Ce n’est qu’en Norwège qu'on peut immédiatement observer cette limite ; car, quoique les montagnes de la Suède soient nombreuses et assez élevées, elles n’atteignent presque nulle part une hauteur assez considérable pour conserver de la neige sur leurs cimes. Voilà pourquoi les neiges perpétuelles sont aussi inconnues en Suède qu’elles le sont dans la plus grande partie de la France ou de l’Allemagne.

Mais la Norwége est partagée, dans toute sa longueur, par une chaîne de montagnes qui ne le cède en hauteur qu’à bien peu de montagnes en Europe, et qui les surpasse toutes par son étendue et par sa masse ; car, non-seulement elle occupe presque sans interruption 13 degrés de latitude, depuis le 58e jusque près du 71e, mais elle conserve encore, dans la plus grande partie de son étendue, une largeur que n’ont pas les autres chaînes de l’Europe. On lui donne le nom de Lang-Field dans sa partie méridionale, celui de Dowre-Field entre le 62e et le 63e degré de latitude, celui de Kioel enfin dans son prolongement, qui forme au nord la séparation de la Laponie suédoise et de la Norvège.

Quand on traverse les Alpes ou les Pyrénées, à peine arrivé à la plus grande hauteur des cols ou passages, on commence tout de suite à descendre. On n’y connaît pas de col qui ait au delà d’une lieue de largeur. Dans le Lang-Field, au contraire, quand on a remonté une vallée jusqu’à son origine, on voit s’étendre un plateau dont l’élévation est presque partout de 1,400 mètres au-dessus du niveau de la mer, et la largeur de huit, de dix et même de douze lieues.

Il est impossible de traverser cette chaîne en un jour ; les habitants de la côte de l’ouest, qui parcourent ces déserts pour aller dans les provinces de l’est, sont obligés d’y passer la nuit, au risque de s’égarer au milieu des brouillards continuels, et de périr de froid au milieu des tempêtes et des tourbillons de neige.

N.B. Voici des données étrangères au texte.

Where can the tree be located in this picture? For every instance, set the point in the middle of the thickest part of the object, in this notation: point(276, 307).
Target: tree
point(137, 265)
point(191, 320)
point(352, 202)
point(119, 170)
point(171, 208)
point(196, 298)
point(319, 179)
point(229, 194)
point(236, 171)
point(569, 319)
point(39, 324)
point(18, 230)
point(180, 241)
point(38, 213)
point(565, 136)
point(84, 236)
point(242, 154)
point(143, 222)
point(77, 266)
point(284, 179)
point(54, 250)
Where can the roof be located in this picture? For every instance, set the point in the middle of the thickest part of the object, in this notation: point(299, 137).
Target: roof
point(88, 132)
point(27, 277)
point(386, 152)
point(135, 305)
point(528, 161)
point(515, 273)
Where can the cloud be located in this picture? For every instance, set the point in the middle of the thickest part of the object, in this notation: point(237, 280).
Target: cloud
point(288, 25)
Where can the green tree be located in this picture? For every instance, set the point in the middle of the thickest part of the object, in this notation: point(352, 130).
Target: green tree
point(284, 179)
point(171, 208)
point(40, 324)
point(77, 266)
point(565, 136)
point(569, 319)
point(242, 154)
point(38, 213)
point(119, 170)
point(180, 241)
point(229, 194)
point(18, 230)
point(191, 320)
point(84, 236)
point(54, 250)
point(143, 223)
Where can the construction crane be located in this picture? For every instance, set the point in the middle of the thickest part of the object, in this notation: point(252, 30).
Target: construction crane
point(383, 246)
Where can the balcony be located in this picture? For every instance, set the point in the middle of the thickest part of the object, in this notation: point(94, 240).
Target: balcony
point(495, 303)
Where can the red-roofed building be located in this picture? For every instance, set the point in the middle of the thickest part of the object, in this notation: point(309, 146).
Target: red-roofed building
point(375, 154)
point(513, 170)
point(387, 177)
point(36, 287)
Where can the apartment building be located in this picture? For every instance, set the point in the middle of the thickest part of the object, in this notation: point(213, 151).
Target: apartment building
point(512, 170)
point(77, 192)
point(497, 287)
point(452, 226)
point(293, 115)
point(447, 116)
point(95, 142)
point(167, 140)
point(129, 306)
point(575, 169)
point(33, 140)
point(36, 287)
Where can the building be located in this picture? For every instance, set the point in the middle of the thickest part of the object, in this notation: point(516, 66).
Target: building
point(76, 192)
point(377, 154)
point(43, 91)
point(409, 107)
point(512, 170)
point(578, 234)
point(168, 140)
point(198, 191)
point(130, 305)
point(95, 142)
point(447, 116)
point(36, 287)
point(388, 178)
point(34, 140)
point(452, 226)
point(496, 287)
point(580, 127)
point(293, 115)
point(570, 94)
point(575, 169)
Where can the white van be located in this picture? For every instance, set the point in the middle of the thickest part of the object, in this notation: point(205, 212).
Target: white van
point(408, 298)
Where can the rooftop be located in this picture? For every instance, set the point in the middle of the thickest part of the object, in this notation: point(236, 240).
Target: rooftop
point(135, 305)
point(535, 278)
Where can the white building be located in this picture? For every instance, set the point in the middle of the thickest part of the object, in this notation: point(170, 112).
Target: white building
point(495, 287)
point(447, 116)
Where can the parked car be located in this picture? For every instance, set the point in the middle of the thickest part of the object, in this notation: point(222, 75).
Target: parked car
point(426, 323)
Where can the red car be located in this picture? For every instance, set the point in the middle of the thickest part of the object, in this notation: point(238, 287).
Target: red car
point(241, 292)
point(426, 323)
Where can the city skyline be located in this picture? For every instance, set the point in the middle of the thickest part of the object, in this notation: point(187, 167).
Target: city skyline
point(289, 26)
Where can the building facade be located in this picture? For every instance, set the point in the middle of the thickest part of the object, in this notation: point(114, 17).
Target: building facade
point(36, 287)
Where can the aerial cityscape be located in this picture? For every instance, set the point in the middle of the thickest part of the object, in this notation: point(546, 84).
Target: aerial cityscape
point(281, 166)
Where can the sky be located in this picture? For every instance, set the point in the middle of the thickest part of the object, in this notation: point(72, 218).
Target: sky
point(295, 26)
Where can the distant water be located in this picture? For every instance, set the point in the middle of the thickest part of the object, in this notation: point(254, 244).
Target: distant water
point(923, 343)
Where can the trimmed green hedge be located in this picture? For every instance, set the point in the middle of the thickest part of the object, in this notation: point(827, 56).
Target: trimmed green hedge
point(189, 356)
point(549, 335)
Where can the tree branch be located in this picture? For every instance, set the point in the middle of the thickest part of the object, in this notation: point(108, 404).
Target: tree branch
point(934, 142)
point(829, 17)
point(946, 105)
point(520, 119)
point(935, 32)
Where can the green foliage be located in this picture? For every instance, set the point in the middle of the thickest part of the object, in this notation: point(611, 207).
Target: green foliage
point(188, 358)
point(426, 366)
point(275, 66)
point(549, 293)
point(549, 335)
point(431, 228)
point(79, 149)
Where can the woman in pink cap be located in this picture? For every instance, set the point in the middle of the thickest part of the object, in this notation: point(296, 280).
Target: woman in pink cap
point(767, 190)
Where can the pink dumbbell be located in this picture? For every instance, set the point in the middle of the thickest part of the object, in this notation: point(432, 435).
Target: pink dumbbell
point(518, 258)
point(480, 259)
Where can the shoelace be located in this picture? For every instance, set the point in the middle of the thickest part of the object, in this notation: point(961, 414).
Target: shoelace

L’on a été obligé de s’élever jusqu’à 61° de latitude avant d’avoir pu trouver un endroit convenable pour y faire passer la grande route de communication entre les villes de Christiania et de Bergen. Ce n’est qu’à cet endroit que les vallées qui descendent des deux cotés opposés se rapprochent et s’enfoncent assez avant dans le plateau de la chaîne pour ne lui laisser qu’une largeur d’environ quatre lieues ; cette partie de la chaîne porte le nom de Fille-Field. Le partage des eaux entre les deux mers n’y est élevé que de 937 mètres.

Une neige perpétuelle ne couvre pas encore ce passage ; mais la végétation s’y présente sous le même aspect qu’au haut du Saint-Gothard. Les sapins et les pins n’y croissent plus. Des bouleaux rabougris, ou des saules de montagnes sont les seuls arbustes que l’on y rencontre ; et déjà les plantes alpines commencent à s’y disputer le peu de place que la couche épaisse des mousses leur cède.

Ce passage n’est effectivement qu’une vallée dans la chaîne. Des montagnes s’élèvent des deux côtés à de grandes hauteurs, à peu près comme les pics de Fioudo et deProza sur le Saint Gothard, ou comme la haute cime du Mont Velan sur le Saint-Bernard. C’est sur leurs cimes que la neige ne disparaît que peu de jours dans l’année Elle se conserve même sans jamais laisser apercevoir le roc qu’elle recouvre, dans les endroits où les montagnes se touchent et recommencent à former un plateau d’une certaine largeur.

J’ai porté le baromètre sur le Suletind, la plus remarquable et la plus haute de ces cimes ; il s’y est soutenu, le 16 août 1806, à midi, à 22 pouces 6,9 lignes, thermomètre 7°,8 cent. Il était dans ce temps, à Christiania, 30 pieds au-dessus de la mer, à 27 pouces 10 lignes, thermomètre 20°, ce qui donne 1,794 mètres pour la hauteur de la montagne au-dessus de la mer, ou 806 mètres au-dessus du plateau de Fille-Field.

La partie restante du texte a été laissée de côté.